さわかみ投信が運用・販売する「さわかみファンド」が、つみたてNISAの対象商品として登録するための要件を満たさなくなる可能性があります。
つみたてNISAの対象商品となるためにアクティブファンドに課せられる「資金流入超過の期間が3分の2」という条件が厳しいのです。
詳しく見ていきましょう。
さわかみ投信は、「つみたてNISA」の導入を見送り
さわかみファンドは、個人投資家から支持を集めてきた老舗のアクティブファンドです。
しかし、さわかみ投信はつみたてNISA導入を見送った経緯があります。
つみたてNISAの対象銘柄入りは確実とみられていましたが、つみたてNISAの対象銘柄に立候補することなく、現在に至ります。
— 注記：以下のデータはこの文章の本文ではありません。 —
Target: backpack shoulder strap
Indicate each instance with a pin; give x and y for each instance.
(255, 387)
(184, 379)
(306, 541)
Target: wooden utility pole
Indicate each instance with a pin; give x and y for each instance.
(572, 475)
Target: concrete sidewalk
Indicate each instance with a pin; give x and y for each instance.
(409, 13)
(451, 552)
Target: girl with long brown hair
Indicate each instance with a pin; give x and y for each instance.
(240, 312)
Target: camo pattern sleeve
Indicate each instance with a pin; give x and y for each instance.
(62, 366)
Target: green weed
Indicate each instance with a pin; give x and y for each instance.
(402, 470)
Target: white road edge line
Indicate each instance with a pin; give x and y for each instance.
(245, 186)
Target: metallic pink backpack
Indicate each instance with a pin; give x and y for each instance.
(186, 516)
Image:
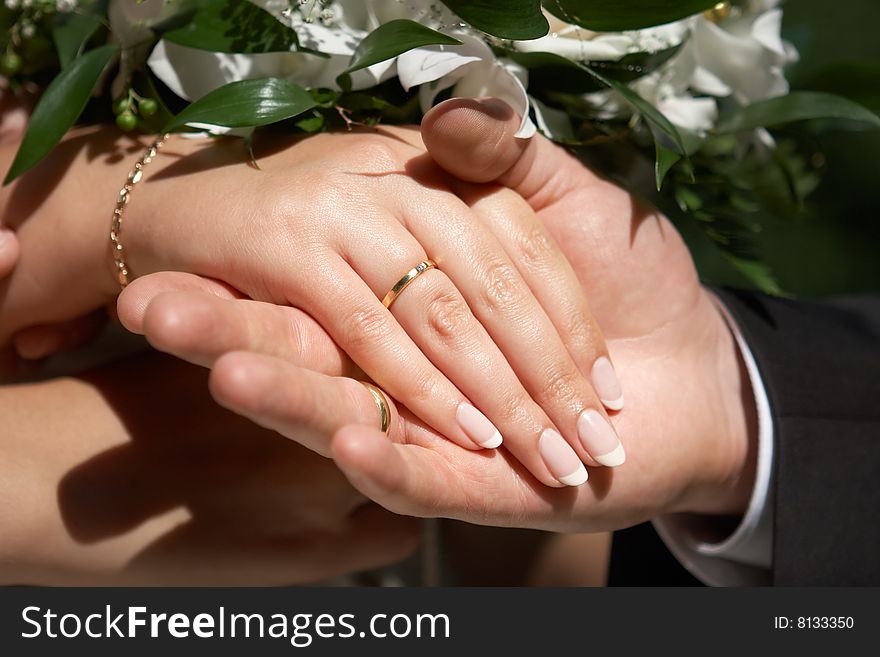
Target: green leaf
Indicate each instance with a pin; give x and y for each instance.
(666, 159)
(395, 38)
(552, 72)
(757, 273)
(59, 108)
(630, 68)
(796, 106)
(234, 26)
(654, 117)
(556, 73)
(71, 31)
(511, 19)
(246, 104)
(619, 15)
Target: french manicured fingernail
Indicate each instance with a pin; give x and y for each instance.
(561, 459)
(607, 385)
(599, 439)
(478, 427)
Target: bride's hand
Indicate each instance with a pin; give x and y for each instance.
(330, 224)
(689, 425)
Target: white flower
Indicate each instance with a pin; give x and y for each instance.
(582, 45)
(192, 73)
(472, 70)
(743, 57)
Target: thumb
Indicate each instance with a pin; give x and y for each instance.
(474, 140)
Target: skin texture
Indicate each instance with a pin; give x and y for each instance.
(689, 421)
(329, 224)
(108, 492)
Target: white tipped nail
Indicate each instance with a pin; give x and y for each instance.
(478, 427)
(614, 404)
(613, 458)
(561, 459)
(493, 443)
(576, 478)
(607, 384)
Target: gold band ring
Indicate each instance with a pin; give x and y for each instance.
(408, 278)
(382, 404)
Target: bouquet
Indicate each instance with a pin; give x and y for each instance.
(692, 91)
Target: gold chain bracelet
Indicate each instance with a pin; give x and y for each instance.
(134, 177)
カッコよく「つみたてNISA」にNOを突き付けたのです。
アクティブファンドに求められる要件は厳しい
つみたてNISAの対象ファンドになるためには、販売手数料や信託報酬など細かな要求がありました。
また、アクティブファンドの場合は、インデックスファンドよりも更に厳しく以下の条件が課せられました。
- 純資産総額額が50億円以上
- 信託設定以降5年以上経過
- 信託の計算期間のうち資金流入超の回数が3分の2以上であること
特に3番目の「信託の計算期間のうち資金流入超の回数が3分の2以上であること」が非常に厳しい条件です。
この条件が満たせるアクティブファンドは非常に少ないと言われており、全体の2%とされています。
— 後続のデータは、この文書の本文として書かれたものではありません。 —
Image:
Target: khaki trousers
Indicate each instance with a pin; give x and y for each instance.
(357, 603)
この部分を細かく見ると法律上は以下のように定義されています。
さわかみファンドは資金流出が続いている
長年にわたって人気を集めてきた「さわかみファンド」です。
しかし、ここ数年は資金流出が続いているのが現状です。
つみたてNISAの要件にある「終了した信託の計算期間の数」とは、ファンドの決算期の数を指していると思われます。
そのため、さわかみファンドの決算期ごとの資金流出入を推計してみました。
実は、14期(2012年8月24日から2013年8月23日)以降、資金流出が続いている状況です。
微妙なのは17期で、当サイトの推計値ではわずかながらマイナス(資金流出超)となります。
ただし、推計値のため誤算によりプラス(資金流入超)となっている可能性もあります。
17期は口数は増えているのですが、資金の流出入と完全には一致しないので判断が難しいところです。
さわかみファンド「資金流入3分の2以上」が厳しい
このグラフを見るとさわかみ投信が「資金流入3分の2以上」を満たしているのか心配になってしまいます。
17期が資金流入超であった場合
17期の正確な値が資金の流入超過であったと仮定して考えましょう。
さわかみファンドは現在までに20期を終えています。
そのうち、14期分が資金流入超過であったとします。
「20分の14」は「3分の2.1」です。
3分の2以上という基準を満たします。
なお、さわかみファンドは今期(21期)も資金流出が続いています。
2020年2月末時点で、80億円以上の資金流出超となっていると思われます。
仮に21期が資金流出になった場合でも、「21分の14」でちょうど「3分の2」となり、「3分の2以上」という基準をギリギリ満たせます。
17期が資金流出超過であった場合
17期が資金流出超過であったと仮定して計算してみましょう。
20期を終えた時点で資金流入は13期分です。
「20分の13」は「3分の1.95」となります。
残念ながら、すでにつみたてNISAの対象となる要件を満たせない状況になっています。
つみたてNISAを見送ったものの、2019年8月24日以降「さわかみファンド」はつみたてNISAに立候補できない状況に置かれていることになります。
ただし、今期の決算(2020年8月24日)までに資金の流出が続き、今期が資金流入超過ということになれば、ちょうど「3分の2」となり条件を満たせます。
どちらにしても資金流出が続いては厳しい
17期が流入超過か流出超過かで微妙に変わってきますが、今現在も「さわかみファンド」は流出超過が続いている傾向です。
ここ半年も流出超過の月が連続しています。
投資家からの支持を得てカッコいい「さわかみファンド」になってほしい
さわかみ投信の「さわかみファンド」はつみたてNISAの要件を満たしていましたが、あえて導入を見送りました。
投資家からは支持さているファンドだが、つみたてNISAは導入しないという強いメッセージがあったのです。
でも、このままの状況が続けばそのメッセージもカッコわるくなってしまいます。
仮にギリギリつみたてNISAの基準を満たせたとしても、ここ最近はほとんど流出している状況では長期投資の老舗としてなかなか厳しいものがあります。
さわかみ投信は積立投資の文化を作ってきた会社ともいえるでしょう。
積立投資や長期投資の先輩ファンドとしてしっかり投資家からの支持を勝ち得ていってほしいです。